By frantically alt-tabbing around all day! It’s not ideal and I’m still figuring out the best way to integrate Sidechannel into my routine. But at past jobs I wasted a lot of time in Slack in between phone calls and writing assignments; Sidechannel has now become a similar place where I go to blow off steam (and chat with readers) in between things.
This interview has been edited and condensed for length and clarity. Subscribe to The Supercreator to get my full conversation with Casey Newton — including how he selected his Sidechannel cohosts, his thoughts on diversity in media and the case against newsletter bundling — in this Sunday’s subscriber-only issue.
Michael’s List
Supercreator of the Week: Bozoma Saint John, CMO at Netflix. I’ve been obsessed with Boz since 2016 when she got a former colleague and me into one of her epic Apple Music parties at the ESSENCE Festival. You’ll be obsessed too after you read this courageous essay.

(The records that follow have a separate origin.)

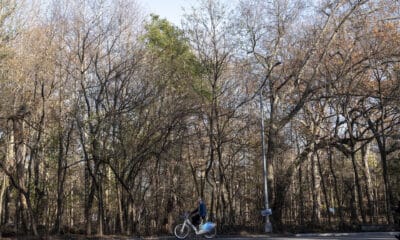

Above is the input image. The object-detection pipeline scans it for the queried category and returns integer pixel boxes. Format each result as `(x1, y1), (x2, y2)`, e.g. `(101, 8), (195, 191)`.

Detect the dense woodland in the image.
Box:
(0, 0), (400, 236)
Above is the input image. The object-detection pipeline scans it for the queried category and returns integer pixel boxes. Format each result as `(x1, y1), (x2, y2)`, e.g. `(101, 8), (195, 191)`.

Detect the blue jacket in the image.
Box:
(199, 201), (207, 217)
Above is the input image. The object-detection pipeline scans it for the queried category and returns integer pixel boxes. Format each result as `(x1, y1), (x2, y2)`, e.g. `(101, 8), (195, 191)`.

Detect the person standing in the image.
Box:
(190, 198), (207, 227)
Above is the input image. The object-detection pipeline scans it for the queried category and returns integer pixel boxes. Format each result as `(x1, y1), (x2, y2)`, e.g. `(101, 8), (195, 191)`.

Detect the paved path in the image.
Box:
(144, 232), (399, 240)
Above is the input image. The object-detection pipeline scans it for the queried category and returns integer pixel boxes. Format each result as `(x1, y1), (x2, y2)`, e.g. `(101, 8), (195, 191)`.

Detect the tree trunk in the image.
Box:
(361, 144), (375, 223)
(351, 150), (367, 224)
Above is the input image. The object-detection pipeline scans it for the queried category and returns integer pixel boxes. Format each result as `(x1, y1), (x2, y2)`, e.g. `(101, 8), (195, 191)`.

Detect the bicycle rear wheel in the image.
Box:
(204, 227), (217, 238)
(174, 224), (190, 239)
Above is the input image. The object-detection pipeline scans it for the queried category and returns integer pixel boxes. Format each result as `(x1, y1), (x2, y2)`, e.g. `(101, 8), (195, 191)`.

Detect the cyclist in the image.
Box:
(190, 198), (207, 227)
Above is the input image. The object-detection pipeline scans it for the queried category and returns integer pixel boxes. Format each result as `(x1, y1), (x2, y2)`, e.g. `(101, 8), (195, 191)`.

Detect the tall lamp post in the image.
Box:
(260, 88), (272, 233)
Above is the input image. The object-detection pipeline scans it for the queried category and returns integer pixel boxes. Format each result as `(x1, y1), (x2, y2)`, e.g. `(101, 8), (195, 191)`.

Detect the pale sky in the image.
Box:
(138, 0), (197, 26)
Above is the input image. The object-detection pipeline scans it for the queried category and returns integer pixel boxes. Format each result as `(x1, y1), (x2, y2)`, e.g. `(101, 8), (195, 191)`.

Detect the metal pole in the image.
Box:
(260, 88), (272, 233)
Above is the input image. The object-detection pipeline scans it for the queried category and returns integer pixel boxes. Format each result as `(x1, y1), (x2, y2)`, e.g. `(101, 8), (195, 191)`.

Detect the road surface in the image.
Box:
(209, 232), (399, 240)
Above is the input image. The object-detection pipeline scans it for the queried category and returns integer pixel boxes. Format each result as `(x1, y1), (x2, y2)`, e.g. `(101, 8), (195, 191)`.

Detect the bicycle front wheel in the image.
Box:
(204, 227), (217, 238)
(174, 224), (190, 239)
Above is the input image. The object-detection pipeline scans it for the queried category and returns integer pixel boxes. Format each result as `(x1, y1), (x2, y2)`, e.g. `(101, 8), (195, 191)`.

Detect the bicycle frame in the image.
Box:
(182, 217), (206, 235)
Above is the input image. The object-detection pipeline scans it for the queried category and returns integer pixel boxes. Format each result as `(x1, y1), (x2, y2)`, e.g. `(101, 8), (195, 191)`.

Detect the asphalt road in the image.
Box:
(209, 232), (399, 240)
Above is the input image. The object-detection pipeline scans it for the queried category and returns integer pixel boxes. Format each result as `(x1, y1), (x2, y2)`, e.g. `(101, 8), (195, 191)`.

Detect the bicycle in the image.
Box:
(174, 213), (217, 239)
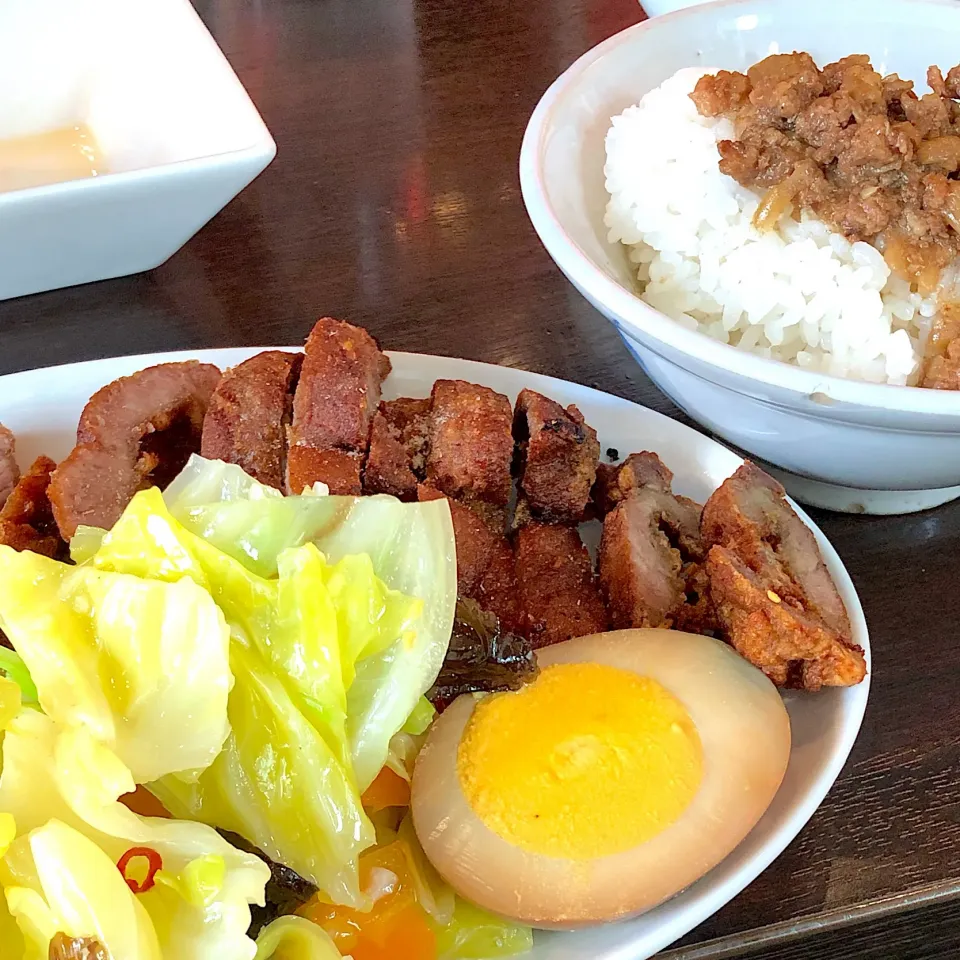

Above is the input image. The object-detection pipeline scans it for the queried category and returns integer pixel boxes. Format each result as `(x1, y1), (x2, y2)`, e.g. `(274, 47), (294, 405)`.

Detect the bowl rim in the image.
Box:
(519, 0), (960, 417)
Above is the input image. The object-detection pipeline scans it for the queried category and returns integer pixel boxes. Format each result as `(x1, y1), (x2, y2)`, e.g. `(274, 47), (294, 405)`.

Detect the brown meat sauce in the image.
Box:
(691, 53), (960, 389)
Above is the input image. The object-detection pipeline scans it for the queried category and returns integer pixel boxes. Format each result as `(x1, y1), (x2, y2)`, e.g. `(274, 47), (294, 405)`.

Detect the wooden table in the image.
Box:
(0, 0), (960, 960)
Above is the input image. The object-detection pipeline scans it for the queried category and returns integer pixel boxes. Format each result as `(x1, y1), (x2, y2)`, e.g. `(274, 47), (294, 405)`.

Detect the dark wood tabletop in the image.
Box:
(0, 0), (960, 960)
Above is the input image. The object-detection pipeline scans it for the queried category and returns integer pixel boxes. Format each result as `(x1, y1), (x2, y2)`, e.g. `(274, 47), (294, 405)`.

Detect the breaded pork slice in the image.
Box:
(593, 450), (673, 517)
(200, 350), (303, 490)
(600, 488), (703, 630)
(48, 360), (220, 542)
(513, 390), (600, 526)
(701, 462), (867, 690)
(363, 397), (430, 500)
(593, 452), (717, 633)
(427, 380), (513, 507)
(516, 523), (609, 649)
(0, 457), (66, 557)
(417, 484), (521, 633)
(287, 317), (390, 496)
(0, 423), (20, 507)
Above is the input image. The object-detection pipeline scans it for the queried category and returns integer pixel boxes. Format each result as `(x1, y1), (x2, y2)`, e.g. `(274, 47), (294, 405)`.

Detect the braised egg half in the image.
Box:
(411, 630), (790, 928)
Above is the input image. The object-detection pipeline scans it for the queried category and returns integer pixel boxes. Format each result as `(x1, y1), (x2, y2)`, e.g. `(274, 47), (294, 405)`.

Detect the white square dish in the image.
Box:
(0, 0), (276, 300)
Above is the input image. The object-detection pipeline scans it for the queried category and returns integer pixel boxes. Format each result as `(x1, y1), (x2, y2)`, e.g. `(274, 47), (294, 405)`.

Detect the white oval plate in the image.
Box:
(0, 347), (870, 960)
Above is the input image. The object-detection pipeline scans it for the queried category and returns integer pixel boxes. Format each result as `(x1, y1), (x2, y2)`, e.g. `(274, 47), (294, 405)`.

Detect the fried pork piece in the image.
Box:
(0, 457), (66, 558)
(48, 360), (220, 541)
(0, 423), (20, 507)
(701, 463), (866, 690)
(417, 484), (520, 633)
(599, 480), (715, 633)
(516, 523), (609, 649)
(593, 450), (673, 517)
(363, 397), (430, 500)
(200, 350), (303, 490)
(287, 317), (390, 496)
(427, 380), (513, 508)
(513, 390), (600, 526)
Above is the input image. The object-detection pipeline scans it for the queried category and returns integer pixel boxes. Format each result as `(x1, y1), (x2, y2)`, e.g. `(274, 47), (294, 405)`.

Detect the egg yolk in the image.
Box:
(457, 663), (703, 860)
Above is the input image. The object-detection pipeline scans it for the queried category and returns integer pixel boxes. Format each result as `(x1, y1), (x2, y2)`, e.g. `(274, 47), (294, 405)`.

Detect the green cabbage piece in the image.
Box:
(434, 897), (533, 960)
(164, 456), (457, 791)
(254, 917), (344, 960)
(0, 647), (39, 703)
(0, 547), (233, 783)
(87, 490), (455, 906)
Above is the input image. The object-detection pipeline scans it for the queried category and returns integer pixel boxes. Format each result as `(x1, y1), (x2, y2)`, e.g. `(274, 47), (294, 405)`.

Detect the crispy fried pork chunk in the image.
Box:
(600, 487), (714, 632)
(363, 397), (430, 500)
(0, 457), (66, 558)
(0, 423), (20, 507)
(593, 451), (717, 633)
(593, 450), (673, 517)
(417, 484), (520, 633)
(287, 317), (390, 495)
(427, 380), (513, 508)
(513, 390), (600, 526)
(516, 523), (609, 649)
(701, 463), (866, 690)
(200, 350), (303, 490)
(48, 360), (220, 541)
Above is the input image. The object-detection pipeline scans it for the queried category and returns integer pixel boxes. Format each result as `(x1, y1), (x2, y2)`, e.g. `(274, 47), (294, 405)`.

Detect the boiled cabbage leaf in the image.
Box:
(165, 456), (457, 791)
(88, 490), (423, 906)
(0, 547), (232, 782)
(256, 917), (346, 960)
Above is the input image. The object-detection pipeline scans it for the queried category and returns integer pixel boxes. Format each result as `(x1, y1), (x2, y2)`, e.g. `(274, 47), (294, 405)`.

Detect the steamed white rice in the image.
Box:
(604, 69), (936, 384)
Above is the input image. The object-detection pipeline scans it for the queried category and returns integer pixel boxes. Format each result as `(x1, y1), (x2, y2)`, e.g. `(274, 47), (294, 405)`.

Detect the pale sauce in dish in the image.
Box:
(0, 124), (107, 193)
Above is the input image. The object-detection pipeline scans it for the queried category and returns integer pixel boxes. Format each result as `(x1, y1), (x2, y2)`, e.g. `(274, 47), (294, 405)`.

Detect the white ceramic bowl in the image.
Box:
(0, 0), (276, 300)
(640, 0), (707, 17)
(520, 0), (960, 513)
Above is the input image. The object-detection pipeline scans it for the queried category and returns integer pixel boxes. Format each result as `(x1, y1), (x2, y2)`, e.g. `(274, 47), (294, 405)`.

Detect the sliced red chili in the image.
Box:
(117, 847), (163, 893)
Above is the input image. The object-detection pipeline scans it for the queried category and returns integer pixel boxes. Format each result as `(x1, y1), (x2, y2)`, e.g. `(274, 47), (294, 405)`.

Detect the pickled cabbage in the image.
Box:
(0, 547), (233, 782)
(0, 710), (270, 960)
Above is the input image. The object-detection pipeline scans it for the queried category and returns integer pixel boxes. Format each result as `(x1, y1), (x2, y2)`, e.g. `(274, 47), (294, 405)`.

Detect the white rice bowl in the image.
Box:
(604, 68), (937, 384)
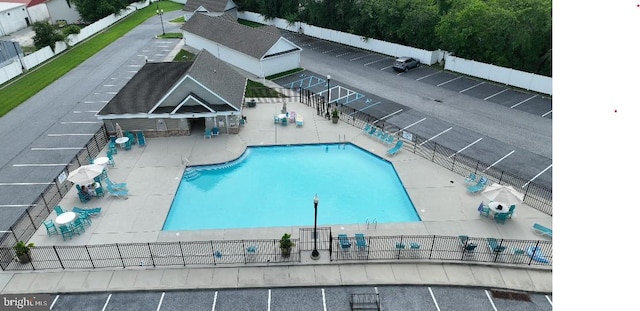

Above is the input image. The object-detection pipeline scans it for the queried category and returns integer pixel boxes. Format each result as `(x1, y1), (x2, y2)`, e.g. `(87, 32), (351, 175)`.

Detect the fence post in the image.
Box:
(116, 243), (126, 269)
(84, 245), (96, 269)
(52, 245), (64, 270)
(178, 241), (187, 267)
(147, 243), (156, 268)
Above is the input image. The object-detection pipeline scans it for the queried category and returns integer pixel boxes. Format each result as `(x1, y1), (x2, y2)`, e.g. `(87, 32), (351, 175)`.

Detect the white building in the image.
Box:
(0, 2), (31, 36)
(182, 13), (302, 78)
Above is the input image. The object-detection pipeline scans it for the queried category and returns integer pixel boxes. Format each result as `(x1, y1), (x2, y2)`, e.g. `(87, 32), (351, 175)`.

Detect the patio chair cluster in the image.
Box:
(204, 127), (220, 139)
(362, 123), (395, 145)
(464, 172), (489, 193)
(42, 205), (102, 241)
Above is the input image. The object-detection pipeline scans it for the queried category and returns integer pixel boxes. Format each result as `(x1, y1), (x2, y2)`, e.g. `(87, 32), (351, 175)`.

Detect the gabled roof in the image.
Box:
(182, 13), (299, 59)
(182, 0), (235, 13)
(97, 50), (247, 117)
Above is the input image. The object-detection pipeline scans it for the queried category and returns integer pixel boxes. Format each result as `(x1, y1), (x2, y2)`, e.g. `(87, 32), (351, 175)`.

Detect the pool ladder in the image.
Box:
(365, 218), (378, 229)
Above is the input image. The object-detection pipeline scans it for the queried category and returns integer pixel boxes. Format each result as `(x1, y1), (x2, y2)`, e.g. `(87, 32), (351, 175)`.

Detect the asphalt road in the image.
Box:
(51, 286), (553, 311)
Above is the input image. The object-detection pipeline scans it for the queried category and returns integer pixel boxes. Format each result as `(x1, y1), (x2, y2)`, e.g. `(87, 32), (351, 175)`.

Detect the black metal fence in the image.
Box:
(298, 88), (553, 215)
(0, 126), (108, 269)
(331, 235), (553, 266)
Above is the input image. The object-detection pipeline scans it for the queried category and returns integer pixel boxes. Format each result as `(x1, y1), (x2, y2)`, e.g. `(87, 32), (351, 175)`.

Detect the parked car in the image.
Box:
(393, 56), (420, 71)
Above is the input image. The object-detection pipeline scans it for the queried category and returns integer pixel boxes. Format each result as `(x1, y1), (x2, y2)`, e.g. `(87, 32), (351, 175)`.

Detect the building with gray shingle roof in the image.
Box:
(182, 13), (302, 77)
(96, 51), (247, 136)
(182, 0), (238, 20)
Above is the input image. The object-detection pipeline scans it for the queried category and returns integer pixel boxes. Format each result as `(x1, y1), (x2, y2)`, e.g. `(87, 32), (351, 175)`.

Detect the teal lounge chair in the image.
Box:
(533, 223), (553, 237)
(42, 219), (58, 237)
(467, 176), (489, 193)
(487, 238), (505, 253)
(387, 140), (403, 155)
(137, 131), (147, 147)
(356, 233), (367, 249)
(338, 233), (351, 250)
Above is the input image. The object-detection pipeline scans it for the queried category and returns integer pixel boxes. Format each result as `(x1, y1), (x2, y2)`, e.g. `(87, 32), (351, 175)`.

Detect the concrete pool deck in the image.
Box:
(30, 94), (552, 246)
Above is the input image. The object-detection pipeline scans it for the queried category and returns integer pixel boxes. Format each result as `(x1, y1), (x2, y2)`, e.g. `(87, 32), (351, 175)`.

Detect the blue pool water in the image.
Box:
(163, 144), (420, 230)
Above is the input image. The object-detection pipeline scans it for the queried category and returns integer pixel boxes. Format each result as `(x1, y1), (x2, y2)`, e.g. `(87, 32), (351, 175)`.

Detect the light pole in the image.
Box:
(311, 193), (320, 260)
(156, 2), (164, 36)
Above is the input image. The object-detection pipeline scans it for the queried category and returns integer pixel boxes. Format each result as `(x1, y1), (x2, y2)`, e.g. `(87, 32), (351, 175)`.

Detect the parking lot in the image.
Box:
(281, 30), (552, 119)
(274, 72), (552, 189)
(51, 286), (553, 311)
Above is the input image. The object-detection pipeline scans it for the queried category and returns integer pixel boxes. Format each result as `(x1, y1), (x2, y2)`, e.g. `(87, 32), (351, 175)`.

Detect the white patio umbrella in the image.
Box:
(67, 164), (104, 184)
(116, 122), (124, 138)
(482, 183), (524, 206)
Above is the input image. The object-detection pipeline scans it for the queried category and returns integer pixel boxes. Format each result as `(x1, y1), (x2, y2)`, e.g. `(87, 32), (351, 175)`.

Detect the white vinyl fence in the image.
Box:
(0, 0), (149, 84)
(238, 12), (552, 95)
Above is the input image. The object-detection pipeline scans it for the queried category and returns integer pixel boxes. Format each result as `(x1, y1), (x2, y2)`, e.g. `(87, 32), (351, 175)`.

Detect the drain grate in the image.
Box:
(491, 290), (531, 302)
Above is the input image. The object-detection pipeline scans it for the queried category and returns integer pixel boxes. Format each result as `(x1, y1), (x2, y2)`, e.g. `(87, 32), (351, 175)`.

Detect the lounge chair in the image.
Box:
(467, 176), (489, 193)
(53, 205), (68, 216)
(42, 219), (58, 237)
(137, 131), (147, 147)
(387, 140), (403, 155)
(458, 235), (478, 253)
(356, 233), (367, 249)
(338, 233), (351, 250)
(533, 223), (553, 237)
(487, 238), (505, 253)
(464, 172), (476, 186)
(296, 113), (304, 126)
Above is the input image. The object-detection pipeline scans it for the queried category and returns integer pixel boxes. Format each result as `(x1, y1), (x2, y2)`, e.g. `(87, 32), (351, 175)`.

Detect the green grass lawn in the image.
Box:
(0, 1), (184, 116)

Book of the Week: Queer Love in Color by Jamal Jordan. This is the kind of love I wish I was exposed to growing up. So glad that the generations after me get to see what I didn’t.
Quote of the Week: “You don't need anything big, you don't need a big production to create a project that you truly love. If it's yours, it's yours, and just go ahead. Just go for it.” Wise words from Marsai Martin, the 16-year old Black-ish star and youngest producer in the industry.
Culture Story of the Week: “The blandness of TikTok’s biggest stars” by Rebecca Jennings. TikTok’s undeniable influence on traditional entertainment has revealed yet again our “most base impulses and exploiting existing biases toward thinness, whiteness, and wealth.”
Coronavirus Story of the Week: “I'm not ready to unmask” by Dana Stevens. Me neither, girl. Me neither.
Politics Story of the Week: “America deserves the facts about the Capitol attack, whether Republicans like it or not” by Kurt Bardella. Even though Republicans — including Donald T**** and congressional leaders — are against the bipartisan commission to investigate the Jan. 6 riot, Democrats must find the truth with or without them.
Business Story of the Week: “How Google's $150 billion advertising business works” by Megan Graham and Jennifer Elias. This excellent deep dive is for those who’ve ever wanted to know how Google makes money.
Tech Story of the Week: “Is it time for an algorithm bill of rights? These analysts think so.” This journalist does too.
Video of the Week: Issa Rae Re-Answers Old Interview Questions. Sorry not sorry that Issa makes an appearance at least once a week in this newsletter.
Product of the Week: Uniqlo Dry Stretch Easy Shorts. These $15 shorts come in seven colors. I want these $15 shorts in all seven colors.